|Boris Onykiy||Department of Analysis of Competitive Systems, National Research Nuclear University MEPhI, Kashirskoe hwy, 31, Moscow, 115409, Russian Federation|
|Evgeniy Antonov||Laboratory of Advanced Storage and Processing Systems for Ultra Large Data, Plekhanov Russian University of Economics, Stremyanny lane 36, Moscow, 117997, Russian Federation|
|Alexey Artamonov||Department of Analysis of Competitive Systems, National Research Nuclear University MEPhI, Kashirskoe hwy, 31, Moscow, 115409, Russian Federation|
|Evgeny Tretyakov||Laboratory of Advanced Storage and Processing Systems for Ultra Large Data, Plekhanov Russian University of Economics, Stremyanny lane 36, Moscow, 117997, Russian Federation|
paper presents the development of an information and analytical system to
foster scientific and technological development in a given scientific field. In
this work, the main software tools for implementing distributed computing,
which involves a set of software components for collecting, processing, and
analyzing large amounts of data, are considered. In addition, various
approaches for task coordination between different sets of software are
discussed and techniques for storing large amounts of data are described. The
system architecture and database schema are designed and tested. Nowadays, the
intellectualization of individual software agents is a key aspect of a new
generation of multiagent systems. For this reason, this paper develops an
approach that can organize activities of a large number of software agents to
increase system intellectualization through swarm intelligence at the level of
individual agents. Three remote servers were used to build and test the system
deployment, comprising such components as a platform for monitoring and
scheduling workflow, data storage, and a graphical user interface that enables
data retrieval and interaction on the Internet.
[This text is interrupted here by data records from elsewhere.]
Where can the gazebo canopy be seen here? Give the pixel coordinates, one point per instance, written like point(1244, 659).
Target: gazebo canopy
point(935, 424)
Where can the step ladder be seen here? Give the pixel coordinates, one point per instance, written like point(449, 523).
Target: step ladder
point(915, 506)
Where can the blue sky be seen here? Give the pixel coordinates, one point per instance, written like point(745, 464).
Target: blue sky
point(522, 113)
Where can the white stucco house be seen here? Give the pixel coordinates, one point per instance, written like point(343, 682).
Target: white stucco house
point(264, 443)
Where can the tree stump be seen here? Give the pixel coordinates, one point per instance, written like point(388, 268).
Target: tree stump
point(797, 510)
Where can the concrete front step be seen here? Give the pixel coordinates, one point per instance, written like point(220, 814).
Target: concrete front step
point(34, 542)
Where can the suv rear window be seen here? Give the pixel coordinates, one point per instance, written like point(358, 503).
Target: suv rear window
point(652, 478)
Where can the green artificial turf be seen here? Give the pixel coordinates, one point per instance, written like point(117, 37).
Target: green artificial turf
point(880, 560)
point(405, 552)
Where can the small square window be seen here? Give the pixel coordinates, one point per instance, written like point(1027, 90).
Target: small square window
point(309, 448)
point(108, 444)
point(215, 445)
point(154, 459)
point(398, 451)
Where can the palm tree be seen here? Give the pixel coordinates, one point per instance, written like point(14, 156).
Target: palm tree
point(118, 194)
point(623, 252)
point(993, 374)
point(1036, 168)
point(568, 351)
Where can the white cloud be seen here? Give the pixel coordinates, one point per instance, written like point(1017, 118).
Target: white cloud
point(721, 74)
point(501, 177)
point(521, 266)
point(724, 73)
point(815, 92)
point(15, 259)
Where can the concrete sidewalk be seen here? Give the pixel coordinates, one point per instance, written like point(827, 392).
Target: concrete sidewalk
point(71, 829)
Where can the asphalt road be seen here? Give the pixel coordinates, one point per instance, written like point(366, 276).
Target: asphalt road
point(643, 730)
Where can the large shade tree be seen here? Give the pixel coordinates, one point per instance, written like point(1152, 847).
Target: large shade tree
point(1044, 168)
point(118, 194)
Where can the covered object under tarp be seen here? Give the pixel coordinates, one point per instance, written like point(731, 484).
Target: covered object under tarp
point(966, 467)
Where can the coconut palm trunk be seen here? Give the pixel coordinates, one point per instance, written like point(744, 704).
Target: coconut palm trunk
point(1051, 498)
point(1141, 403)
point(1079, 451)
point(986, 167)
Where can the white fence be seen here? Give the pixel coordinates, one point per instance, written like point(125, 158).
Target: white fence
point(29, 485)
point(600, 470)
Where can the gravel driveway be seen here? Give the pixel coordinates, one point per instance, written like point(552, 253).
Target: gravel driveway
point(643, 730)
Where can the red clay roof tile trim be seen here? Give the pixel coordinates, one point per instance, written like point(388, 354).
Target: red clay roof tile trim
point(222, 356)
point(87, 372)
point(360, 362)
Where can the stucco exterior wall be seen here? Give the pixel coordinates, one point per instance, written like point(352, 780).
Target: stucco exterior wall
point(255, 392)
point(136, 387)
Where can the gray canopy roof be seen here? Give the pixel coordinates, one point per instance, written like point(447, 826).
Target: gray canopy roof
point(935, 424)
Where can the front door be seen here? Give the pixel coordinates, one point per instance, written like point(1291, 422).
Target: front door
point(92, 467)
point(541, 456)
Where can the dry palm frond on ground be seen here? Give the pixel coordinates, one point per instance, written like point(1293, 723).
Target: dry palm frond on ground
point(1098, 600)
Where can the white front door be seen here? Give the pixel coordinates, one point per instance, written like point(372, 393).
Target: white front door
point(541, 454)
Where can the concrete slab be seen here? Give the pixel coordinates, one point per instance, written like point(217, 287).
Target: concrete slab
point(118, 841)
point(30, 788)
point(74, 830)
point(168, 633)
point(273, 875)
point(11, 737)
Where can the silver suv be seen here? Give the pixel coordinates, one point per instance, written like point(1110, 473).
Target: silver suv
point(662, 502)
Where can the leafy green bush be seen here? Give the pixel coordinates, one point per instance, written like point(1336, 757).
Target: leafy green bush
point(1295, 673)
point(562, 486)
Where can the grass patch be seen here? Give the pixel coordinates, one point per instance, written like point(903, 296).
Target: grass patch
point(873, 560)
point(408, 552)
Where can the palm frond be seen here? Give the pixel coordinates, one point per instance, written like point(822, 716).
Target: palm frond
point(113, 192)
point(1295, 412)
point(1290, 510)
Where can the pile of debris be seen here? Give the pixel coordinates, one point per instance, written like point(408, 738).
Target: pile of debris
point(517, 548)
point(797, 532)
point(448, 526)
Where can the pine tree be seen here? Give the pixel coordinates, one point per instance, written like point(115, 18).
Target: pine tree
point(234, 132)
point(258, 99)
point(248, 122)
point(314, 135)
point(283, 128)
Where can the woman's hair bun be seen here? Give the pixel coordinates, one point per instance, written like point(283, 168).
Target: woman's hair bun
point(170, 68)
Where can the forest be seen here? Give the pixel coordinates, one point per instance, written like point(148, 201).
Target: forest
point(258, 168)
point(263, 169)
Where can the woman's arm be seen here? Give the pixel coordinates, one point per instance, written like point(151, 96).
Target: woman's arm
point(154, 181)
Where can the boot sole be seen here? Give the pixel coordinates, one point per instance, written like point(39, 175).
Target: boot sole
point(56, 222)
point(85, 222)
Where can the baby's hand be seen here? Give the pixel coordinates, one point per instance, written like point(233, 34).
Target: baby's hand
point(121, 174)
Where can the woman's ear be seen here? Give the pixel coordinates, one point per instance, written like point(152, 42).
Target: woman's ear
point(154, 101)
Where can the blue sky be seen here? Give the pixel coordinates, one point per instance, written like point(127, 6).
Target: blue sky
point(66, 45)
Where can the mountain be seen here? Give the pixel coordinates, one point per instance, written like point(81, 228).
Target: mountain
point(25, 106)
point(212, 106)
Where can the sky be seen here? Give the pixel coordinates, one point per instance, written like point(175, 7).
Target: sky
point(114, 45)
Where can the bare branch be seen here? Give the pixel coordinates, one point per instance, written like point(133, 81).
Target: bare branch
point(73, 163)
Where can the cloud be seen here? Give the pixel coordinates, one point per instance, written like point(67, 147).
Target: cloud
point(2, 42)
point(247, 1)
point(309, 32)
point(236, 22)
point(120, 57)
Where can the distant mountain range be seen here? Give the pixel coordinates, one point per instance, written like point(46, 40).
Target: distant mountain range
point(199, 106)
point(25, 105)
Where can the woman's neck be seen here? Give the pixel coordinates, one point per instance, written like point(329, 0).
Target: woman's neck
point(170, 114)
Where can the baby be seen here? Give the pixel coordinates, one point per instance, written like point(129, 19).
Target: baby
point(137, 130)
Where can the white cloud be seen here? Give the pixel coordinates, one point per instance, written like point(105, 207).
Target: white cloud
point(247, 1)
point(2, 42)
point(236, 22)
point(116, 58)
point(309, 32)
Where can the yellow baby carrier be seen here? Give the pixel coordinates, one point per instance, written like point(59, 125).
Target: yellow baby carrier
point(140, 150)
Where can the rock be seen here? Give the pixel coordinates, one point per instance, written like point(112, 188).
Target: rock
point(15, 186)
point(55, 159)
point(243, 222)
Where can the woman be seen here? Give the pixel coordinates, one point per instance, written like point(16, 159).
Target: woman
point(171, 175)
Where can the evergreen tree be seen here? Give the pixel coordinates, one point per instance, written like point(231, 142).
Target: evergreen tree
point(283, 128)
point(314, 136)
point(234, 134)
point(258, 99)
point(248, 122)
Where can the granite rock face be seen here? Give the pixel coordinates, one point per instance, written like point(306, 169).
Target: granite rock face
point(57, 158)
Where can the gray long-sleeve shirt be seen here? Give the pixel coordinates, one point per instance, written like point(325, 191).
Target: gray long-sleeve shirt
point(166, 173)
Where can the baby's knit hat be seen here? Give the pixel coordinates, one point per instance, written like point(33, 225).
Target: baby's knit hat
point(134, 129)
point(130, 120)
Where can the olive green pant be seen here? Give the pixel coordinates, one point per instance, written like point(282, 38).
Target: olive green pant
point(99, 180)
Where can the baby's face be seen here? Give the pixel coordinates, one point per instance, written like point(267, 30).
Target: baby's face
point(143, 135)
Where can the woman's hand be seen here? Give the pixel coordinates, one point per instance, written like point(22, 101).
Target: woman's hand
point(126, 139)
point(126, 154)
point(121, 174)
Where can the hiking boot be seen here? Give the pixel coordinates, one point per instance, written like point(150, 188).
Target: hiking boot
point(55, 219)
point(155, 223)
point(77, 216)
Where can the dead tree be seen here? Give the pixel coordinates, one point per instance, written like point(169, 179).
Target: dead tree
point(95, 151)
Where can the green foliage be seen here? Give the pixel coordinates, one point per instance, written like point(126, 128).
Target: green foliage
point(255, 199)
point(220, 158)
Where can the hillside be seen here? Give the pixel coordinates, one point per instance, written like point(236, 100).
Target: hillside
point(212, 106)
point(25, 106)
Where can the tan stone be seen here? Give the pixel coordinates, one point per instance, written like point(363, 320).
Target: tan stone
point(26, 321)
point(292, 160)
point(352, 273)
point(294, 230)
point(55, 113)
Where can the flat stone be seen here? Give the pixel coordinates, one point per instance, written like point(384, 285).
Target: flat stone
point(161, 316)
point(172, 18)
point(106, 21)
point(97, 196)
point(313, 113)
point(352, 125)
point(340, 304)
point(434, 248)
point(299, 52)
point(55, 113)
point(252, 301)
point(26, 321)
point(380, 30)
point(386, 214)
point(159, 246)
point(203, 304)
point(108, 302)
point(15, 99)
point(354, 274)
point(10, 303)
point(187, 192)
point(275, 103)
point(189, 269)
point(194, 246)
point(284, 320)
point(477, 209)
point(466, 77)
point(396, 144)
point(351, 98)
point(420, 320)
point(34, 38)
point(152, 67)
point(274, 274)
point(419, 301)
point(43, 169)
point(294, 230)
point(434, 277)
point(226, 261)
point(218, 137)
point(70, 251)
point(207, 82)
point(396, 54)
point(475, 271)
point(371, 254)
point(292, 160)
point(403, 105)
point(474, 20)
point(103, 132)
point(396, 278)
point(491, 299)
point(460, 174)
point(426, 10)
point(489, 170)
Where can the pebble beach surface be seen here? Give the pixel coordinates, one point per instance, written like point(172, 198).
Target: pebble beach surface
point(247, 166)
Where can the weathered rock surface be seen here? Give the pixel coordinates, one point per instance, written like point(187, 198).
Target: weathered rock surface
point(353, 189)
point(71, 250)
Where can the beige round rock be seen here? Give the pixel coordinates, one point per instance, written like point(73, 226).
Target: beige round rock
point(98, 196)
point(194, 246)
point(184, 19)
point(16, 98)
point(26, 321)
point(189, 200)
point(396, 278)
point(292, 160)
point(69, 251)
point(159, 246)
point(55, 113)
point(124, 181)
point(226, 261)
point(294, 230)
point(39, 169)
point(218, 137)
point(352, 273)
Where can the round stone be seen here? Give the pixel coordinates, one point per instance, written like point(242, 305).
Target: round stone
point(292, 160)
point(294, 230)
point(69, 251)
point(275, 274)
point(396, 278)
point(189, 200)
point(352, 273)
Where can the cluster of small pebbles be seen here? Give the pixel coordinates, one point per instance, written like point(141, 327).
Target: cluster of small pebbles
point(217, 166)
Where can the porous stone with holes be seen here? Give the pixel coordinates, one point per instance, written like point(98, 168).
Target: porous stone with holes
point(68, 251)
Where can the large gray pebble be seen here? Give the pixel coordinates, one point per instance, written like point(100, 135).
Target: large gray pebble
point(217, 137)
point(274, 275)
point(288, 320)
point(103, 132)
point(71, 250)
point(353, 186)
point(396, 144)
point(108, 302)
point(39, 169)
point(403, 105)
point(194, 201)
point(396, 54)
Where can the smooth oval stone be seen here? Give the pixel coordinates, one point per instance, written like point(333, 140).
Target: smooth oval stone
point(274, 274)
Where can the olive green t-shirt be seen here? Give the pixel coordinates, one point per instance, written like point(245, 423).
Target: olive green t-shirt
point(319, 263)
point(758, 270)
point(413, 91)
Apache airflow; Data collection; Data storing; Distributed computing; Multiagent system
In the process of viable decision-making in scientific and technological development, a synoptic view is required regarding the current state of the specific areas of concern and the trends of modern development. In the course of performing search operations, an analyst has to interact with various sources of information, mostly located on the Internet (Berawi, 2018b). The conditions for a quick search in a short period of time determine the impossibility of performing the corresponding work in manual mode, as, in this case, aggregating a large number of unrelated information sources is necessary (Kulik, 2015; Inkina et al., 2019). In this regard, automation is needed in the processes of searching, collecting, and aggregating information (Berawi, 2018a).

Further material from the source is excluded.